Our education system has gaps that cannot continue to go unnoticed. Throughout this election little time has been spent looking at how we can support our most vulnerable- children in special and alternative provision (AP) schools.
The availability of provision is a postcode lottery. There are 11 local authorities with no Good or Outstanding state-funded AP and in the North-East there is no option to attend an Outstanding state-funded AP. At NSN, we surveyed open free schools and asked if they felt there was a need for additional AP places in their areas – all responded in the affirmative. 28% of unregistered schools are AP’s, this means vulnerable children are at risk of being educated in schools not accountable to the Department for Education or Ofsted. We know that excluded children are at much higher risk of being drawn into criminal activity and gangs, yet many of them are being educated in unregulated settings.
For special schools, the challenge is on a similar scale. A report from the Education Select Committee earlier this year highlighted significant issues in the provision of support for pupils with special educational needs (SEN). Families are often forced to wade through mountains of bureaucracy and face limited choices for their children. The total number of children with statements of SEN or Education, Health and Care plans (EHCP) has increased year on year since 2010. Most recently between May 2018 and May 2019, it increased by a further 11% and the quantity of provision is playing catch up to attempt to meet this demand.
Perhaps most frustrating is that we know properly regulated state-funded AP works. You only have to look at some of the amazing AP free schools like Harmonize Academy in Liverpool, where 88% of students achieved 5 or more GCSE’s; or Derby Pride, where 80% of pupils leave with 5 GCSEs. Moreover, there are innovative models across the country like the Boxing Academy in London where pupils use the sport to re-engage with their learning.
Likewise, there are special free schools delivering life-changing opportunities. Churchill Special Free School in Suffolk was one of the first special schools in the country to receive the World Class School Quality Mark. In Manchester, Pioneer House High School boasts an impressive record of helping student’s secure long-term sustainable employment through applied learning.

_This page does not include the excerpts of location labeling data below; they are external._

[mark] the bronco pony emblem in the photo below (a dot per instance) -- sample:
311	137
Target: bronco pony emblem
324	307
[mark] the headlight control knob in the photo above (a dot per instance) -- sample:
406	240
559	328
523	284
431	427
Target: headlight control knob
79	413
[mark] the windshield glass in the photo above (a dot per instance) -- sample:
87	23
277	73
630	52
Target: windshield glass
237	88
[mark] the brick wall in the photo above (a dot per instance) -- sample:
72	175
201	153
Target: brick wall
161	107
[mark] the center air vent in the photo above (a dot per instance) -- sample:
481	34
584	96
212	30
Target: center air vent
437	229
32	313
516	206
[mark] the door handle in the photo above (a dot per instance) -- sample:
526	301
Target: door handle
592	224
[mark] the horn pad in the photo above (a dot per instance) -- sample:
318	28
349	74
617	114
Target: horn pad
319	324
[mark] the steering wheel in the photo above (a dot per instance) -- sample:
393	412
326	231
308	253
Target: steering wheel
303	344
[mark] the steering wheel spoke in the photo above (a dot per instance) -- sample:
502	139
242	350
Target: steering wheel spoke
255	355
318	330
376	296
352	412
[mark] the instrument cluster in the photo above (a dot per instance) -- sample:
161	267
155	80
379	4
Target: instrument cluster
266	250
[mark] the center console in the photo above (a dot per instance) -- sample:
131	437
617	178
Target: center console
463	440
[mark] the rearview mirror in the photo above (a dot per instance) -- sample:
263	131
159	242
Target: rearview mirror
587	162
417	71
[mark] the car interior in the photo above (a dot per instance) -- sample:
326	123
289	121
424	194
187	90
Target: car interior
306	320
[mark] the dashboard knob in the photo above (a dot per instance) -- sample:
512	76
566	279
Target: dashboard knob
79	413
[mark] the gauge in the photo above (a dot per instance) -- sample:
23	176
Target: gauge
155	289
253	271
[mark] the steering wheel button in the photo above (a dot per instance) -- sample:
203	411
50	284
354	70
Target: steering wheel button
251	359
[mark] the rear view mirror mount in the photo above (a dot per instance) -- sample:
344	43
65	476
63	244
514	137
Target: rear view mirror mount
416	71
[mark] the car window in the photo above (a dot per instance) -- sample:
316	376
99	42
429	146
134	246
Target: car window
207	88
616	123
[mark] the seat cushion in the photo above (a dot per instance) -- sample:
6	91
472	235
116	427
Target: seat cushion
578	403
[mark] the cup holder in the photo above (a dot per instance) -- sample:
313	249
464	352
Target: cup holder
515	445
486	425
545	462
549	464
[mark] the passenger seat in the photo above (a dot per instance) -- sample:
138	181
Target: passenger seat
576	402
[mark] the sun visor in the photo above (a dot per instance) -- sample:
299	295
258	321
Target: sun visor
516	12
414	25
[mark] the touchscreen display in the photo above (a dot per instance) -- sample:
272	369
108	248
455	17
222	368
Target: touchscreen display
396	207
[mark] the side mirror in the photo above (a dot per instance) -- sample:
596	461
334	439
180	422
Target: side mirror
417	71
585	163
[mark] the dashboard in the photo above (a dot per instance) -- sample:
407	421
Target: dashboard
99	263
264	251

An outstanding AP and special sector is integral to our schools. The specialised support offered is truly transformative to lives of many children. The free school programme has allowed for a significant growth in the number of special and AP free schools and now there are 34 special and 42 AP free schools already open, with a further 54 special and 12 AP in the pre-opening phase. Up to 39 new free schools will also be approved next year.
It is an outstanding achievement that the free school programme has delivered over 16,500 new places for the most vulnerable pupils. But we know that parents, schools and LAs are calling out for more.
The time for action is now. We urge the next Government to launch a dedicated AP free school wave as a matter of urgency, so outstanding AP can be accessed by all communities across the country. We also want to see investment in a new wave of special free schools to deliver new places for pupils in the most need of high-quality education and support.